Parent Corporations Beware: Control Over Your Subsidiaries is a Double-Edged Sword

The decision earlier this month in Cyprus Amax Minerals v. TCI Pacific Communications is a useful reminder that corporate form exists for a reason and that parent corporations who ignore corporate niceties do so at their peril.  In the Bestfoods decision, the Supreme Court made clear that CERCLA does not displace state corporate law and that a parent corporation will only be held indirectly liable for the acts of its subsidiaries when the corporate veil can be pierced under applicable state law.

Though state law varies somewhat, veil piercing principles tend to be fairly similar among the states.  Here’s one piece of advice that probably is relevant in all 50 states.  If senior management of the parent makes either of the following statements, expect the veil to be pierced.

[The parent] in fact and constant practice manages and directs the operations of its subsidiaries companies without regard to corporate lines of separation, and constantly exercises its authority to act for and in behalf of its subsidiaries in any and all matters.

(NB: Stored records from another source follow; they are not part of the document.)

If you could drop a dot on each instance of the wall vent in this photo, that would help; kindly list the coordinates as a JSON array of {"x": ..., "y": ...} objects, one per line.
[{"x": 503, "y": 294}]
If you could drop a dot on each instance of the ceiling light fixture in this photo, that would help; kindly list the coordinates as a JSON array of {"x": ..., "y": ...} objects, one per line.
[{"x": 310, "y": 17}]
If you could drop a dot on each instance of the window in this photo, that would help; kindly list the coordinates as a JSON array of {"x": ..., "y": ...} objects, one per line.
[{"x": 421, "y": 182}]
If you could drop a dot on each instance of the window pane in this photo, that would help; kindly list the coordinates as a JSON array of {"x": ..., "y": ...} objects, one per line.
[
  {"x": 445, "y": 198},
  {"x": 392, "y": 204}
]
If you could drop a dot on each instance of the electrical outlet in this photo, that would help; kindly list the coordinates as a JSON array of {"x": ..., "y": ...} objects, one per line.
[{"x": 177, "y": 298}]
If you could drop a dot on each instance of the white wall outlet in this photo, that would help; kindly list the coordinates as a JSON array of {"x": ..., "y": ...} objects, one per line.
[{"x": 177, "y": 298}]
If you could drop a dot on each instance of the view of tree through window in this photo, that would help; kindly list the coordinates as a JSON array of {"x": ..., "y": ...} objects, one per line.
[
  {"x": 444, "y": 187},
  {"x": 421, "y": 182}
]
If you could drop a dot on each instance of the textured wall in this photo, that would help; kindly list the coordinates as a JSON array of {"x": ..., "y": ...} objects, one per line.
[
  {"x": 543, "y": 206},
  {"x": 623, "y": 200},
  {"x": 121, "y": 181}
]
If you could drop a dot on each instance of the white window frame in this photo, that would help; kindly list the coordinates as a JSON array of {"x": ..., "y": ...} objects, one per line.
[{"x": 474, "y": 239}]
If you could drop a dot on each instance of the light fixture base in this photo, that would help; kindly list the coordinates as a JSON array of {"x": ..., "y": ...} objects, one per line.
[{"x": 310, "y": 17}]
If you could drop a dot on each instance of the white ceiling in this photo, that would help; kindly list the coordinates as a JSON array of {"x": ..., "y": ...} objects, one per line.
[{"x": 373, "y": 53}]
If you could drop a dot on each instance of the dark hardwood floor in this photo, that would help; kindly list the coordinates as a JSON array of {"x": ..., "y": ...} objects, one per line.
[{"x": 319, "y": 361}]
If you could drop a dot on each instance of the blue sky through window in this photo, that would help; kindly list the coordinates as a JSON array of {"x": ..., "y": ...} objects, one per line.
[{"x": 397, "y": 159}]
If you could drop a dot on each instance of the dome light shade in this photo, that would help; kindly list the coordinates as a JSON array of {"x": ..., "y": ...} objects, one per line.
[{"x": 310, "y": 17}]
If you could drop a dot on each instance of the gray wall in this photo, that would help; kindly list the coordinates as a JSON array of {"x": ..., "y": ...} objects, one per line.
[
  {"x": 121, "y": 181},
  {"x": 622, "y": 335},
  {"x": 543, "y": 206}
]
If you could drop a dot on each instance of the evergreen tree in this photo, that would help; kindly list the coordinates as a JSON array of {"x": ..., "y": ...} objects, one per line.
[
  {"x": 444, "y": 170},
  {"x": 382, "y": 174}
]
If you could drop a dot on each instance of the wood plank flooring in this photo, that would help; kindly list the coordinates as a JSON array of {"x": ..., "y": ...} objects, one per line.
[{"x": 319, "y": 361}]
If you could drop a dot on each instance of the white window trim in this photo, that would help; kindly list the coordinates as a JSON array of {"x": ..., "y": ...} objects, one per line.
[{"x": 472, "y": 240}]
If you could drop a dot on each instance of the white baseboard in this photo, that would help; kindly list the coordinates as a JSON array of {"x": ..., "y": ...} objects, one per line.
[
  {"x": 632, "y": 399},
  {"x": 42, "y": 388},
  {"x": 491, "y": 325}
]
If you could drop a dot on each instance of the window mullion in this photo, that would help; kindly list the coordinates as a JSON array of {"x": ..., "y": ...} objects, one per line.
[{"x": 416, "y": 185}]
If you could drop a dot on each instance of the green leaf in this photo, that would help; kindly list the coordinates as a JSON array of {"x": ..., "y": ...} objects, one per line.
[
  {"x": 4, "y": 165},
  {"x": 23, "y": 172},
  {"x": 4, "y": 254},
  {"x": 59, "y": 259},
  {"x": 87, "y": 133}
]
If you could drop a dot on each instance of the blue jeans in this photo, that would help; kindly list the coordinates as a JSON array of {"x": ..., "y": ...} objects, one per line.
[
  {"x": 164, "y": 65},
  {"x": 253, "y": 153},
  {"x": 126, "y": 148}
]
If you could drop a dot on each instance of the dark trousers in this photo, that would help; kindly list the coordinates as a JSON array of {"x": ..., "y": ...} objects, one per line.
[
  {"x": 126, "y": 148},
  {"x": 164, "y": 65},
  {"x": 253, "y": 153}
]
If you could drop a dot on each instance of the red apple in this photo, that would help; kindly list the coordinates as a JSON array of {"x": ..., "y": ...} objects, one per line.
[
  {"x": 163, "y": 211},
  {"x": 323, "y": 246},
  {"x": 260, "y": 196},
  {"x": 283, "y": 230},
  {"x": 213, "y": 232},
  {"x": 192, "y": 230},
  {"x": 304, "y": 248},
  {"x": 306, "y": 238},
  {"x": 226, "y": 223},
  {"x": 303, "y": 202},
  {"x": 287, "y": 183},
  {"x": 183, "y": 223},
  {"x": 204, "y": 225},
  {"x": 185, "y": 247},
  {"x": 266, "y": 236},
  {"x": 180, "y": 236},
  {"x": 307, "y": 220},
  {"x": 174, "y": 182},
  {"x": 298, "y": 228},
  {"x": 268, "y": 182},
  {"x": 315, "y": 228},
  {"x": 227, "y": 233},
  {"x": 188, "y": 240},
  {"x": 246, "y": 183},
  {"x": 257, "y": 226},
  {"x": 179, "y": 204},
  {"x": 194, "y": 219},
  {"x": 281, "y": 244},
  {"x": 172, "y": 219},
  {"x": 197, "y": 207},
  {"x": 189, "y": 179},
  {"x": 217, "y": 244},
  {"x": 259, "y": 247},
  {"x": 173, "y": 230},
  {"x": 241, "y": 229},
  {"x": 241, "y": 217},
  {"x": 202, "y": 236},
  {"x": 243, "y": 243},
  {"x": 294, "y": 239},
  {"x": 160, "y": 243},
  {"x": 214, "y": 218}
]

[The parent] possesses consequent to that absolute ownership, complete control of all the affairs of its subsidiaries . . . and in fact and in actual practice does exercise complete control in the general conduct of its and their business, and it acts as agent for and in behalf of its subsidiaries.

Shooting fish in a barrel aside, shooting-fishCyprus Amax is a reminder of what can happen when the corporate form is ignored.  We all know that there are good reasons why parents sometimes ignore the corporate form.  That’s fine.  It’s a balancing act.  It’s simply our job as lawyers to remind our clients that there is another side to the scales.  Ignore the corporate form if need be – with any luck, like the owners of the subsidiary here, you may be dead long before the chickens come home to roost!